A large, flabby, moustachioed man was spotted running from the scene. Witnesses described a scruffy individual in a very tatty black leather jacket, with a red nose, and some teeth missing.
‘Can’t say I knew him,’ said Mr Bruce Arkle, a witness. ‘But he looked like a **** to me.’r />
‘Yes,’ said Miss Penny Trandle. ‘A ****, that’s how I’d describe him as well. But I couldn’t put a name to him.’
‘Fuckin’ what?’ I says.
But they’d hung up already. I put the blower down and fell back on the pillow. My head felt like shite shovelled up and scooped into a placcy bag, then slung against a wall a few times and fashioned into the shape of my head. And do you know what? I were glad of it. I hadn’t felt that way for a goodly few days now, and I’d missed it. I nestled me face into the warm sack of feathers and savoured the sweet ache of it. But it didn’t last.
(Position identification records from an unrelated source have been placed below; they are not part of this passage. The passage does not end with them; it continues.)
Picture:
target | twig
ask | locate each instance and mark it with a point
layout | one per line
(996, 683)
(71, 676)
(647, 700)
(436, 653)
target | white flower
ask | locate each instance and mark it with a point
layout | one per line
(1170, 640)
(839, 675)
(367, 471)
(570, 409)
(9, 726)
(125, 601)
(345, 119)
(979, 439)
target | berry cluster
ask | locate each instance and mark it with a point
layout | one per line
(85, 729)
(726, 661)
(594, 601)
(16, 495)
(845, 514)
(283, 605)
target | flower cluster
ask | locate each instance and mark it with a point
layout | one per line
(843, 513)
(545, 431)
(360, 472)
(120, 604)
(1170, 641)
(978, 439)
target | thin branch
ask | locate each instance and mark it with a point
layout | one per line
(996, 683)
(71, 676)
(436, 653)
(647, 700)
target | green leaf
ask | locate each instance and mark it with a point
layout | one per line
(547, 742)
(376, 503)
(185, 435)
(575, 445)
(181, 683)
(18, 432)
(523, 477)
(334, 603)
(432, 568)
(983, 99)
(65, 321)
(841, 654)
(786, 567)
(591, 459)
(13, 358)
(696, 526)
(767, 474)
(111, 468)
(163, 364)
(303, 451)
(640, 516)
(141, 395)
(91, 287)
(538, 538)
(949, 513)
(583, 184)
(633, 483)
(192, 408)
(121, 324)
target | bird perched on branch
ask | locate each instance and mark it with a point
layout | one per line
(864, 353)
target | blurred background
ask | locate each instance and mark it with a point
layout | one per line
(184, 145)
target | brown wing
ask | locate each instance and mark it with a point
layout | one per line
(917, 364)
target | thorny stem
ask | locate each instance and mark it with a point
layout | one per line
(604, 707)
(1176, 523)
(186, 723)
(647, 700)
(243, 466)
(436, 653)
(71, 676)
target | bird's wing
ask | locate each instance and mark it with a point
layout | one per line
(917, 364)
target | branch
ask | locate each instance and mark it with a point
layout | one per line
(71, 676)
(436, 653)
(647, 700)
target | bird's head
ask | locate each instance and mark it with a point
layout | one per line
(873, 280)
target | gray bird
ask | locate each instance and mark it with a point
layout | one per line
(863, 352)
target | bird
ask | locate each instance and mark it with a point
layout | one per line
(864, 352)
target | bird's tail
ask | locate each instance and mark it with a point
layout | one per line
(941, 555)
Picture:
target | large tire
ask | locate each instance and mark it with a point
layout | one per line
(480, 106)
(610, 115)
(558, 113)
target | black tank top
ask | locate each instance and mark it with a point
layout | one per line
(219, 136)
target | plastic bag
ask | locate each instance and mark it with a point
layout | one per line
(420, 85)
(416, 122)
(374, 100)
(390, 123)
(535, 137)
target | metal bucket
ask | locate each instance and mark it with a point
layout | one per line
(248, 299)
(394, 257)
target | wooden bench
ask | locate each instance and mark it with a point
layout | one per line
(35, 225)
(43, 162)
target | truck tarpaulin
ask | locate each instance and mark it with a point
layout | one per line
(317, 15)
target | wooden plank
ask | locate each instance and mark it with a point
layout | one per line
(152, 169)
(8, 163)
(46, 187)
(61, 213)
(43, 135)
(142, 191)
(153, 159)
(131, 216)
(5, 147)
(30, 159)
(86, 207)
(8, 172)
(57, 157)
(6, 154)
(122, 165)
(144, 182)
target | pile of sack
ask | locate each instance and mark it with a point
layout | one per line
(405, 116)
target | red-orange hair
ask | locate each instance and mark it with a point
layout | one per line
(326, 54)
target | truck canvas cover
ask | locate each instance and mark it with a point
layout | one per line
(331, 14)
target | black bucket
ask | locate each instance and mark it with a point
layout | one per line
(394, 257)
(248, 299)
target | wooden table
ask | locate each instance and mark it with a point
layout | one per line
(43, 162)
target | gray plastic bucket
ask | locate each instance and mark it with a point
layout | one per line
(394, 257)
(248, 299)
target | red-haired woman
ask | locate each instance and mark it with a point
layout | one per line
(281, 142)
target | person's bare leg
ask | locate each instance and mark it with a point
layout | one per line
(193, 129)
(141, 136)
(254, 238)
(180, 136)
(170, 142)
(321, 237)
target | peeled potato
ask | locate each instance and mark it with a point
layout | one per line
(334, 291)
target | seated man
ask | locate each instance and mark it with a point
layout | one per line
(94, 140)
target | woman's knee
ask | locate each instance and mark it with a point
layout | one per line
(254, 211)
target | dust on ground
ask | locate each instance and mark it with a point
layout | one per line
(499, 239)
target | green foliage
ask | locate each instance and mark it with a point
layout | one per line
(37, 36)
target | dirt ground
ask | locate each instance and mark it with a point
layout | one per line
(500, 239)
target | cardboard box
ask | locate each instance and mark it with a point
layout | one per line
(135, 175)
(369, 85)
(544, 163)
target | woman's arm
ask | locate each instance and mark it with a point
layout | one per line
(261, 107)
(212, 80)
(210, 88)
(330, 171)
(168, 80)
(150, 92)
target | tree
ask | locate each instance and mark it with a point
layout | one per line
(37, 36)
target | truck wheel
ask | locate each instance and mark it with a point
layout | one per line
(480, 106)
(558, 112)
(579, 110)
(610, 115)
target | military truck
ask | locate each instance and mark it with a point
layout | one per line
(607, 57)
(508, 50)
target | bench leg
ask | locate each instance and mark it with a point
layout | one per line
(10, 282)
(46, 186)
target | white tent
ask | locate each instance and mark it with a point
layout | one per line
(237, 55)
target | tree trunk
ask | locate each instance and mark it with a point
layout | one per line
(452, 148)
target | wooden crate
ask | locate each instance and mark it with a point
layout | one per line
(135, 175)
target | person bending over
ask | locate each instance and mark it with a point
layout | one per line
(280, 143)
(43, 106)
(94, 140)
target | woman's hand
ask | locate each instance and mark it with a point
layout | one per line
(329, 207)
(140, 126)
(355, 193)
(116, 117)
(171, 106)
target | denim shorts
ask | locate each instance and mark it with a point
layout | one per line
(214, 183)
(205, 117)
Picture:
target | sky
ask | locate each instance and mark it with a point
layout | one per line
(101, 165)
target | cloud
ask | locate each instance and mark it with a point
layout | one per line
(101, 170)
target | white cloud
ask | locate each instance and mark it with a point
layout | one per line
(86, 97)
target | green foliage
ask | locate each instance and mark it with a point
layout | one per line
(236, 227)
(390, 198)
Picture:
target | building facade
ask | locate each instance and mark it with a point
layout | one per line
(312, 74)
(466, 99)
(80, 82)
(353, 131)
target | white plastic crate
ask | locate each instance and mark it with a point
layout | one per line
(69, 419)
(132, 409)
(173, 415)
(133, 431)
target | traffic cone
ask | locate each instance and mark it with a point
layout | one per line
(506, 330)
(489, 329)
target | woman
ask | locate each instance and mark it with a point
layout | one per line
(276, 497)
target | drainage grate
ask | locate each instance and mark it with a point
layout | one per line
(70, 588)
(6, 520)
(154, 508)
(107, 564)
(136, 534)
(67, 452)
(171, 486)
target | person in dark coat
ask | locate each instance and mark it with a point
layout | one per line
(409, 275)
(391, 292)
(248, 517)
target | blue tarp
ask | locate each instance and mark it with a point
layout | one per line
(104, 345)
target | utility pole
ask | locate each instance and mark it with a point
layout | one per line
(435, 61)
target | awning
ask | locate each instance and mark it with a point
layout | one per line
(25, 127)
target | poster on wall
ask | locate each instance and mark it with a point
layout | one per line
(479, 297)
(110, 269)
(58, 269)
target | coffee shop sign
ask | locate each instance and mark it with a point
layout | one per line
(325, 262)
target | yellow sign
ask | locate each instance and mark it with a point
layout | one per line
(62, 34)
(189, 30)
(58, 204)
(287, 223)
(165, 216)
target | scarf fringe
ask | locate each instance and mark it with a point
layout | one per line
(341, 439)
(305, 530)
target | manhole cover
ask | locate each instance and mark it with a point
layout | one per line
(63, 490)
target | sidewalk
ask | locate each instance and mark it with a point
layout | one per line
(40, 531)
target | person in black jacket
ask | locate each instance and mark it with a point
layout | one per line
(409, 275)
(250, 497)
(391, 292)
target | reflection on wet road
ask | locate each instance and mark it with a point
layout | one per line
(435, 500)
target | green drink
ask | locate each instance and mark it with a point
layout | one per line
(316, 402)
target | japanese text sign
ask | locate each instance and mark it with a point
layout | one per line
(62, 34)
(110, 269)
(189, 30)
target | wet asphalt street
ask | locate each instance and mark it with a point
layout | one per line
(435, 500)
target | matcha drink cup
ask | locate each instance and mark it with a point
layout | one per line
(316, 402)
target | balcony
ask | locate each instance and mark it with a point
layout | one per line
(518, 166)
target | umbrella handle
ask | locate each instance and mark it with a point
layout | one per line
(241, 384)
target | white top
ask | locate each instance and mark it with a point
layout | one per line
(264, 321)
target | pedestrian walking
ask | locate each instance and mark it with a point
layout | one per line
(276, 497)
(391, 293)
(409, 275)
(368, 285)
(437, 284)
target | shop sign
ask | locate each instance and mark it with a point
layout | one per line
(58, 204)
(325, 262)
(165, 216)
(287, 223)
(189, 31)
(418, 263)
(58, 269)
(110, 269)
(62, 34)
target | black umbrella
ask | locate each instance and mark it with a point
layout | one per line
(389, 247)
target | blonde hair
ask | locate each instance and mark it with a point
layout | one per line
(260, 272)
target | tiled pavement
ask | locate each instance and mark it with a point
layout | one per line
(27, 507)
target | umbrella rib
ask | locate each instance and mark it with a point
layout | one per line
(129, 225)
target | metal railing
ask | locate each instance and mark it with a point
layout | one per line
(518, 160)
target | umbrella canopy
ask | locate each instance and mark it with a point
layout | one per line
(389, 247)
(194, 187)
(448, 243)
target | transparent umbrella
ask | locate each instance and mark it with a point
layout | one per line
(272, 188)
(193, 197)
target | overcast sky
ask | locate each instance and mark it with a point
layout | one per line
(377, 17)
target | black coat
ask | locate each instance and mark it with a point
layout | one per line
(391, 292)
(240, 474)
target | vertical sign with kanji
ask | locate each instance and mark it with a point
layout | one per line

Things was popping up behind me eyelids, making us toss and turn like bedsprings was sticking into my arse.
Questions, I’m talking about here. Like who were that trying to call us just now?
And what the fuck had I got up to last night?
I knew I’d got up to summat. Sometimes you knows, though you dunno what it is. All I could recall were leaving Hoppers and yomping off up the road, singing “The Wonder of You” by Elvis. But the way I were singing it were ‘The wonder of me…’, not you. Cos you’re a cunt and I were a minder. To be fair on meself, the night had turned cold of a sudden, and the particular air that were about at that time didn’t do me swede no favours. Plus I’d had that bad pint back ther, which couldn’t have helped. So what you’re left with is a blank spot between then and now, during the which I’d done summat that didn’t sit well in me guts come light of day.
Mind you, not knowing what I’d done weren’t the worst of it. It were not knowing what I’d set off from Hoppers to do that had us fretting more. I knew Nick Wossname had asked us to do summat for him, see. But fuck on a stick knew what it were.
I got up and had a shower. It were well hot and came down hard on me eyelids, doing a fine job of chasing away them nasty questions I didn’t want to answer. By the time I got out I were scrubbed up and clear of conscience. There’s no point letting a rough swede ruin your morning, is there? And if I couldn’t recall what I done last night, it weren’t worth recalling. I started brushing me ivories. The phone went again.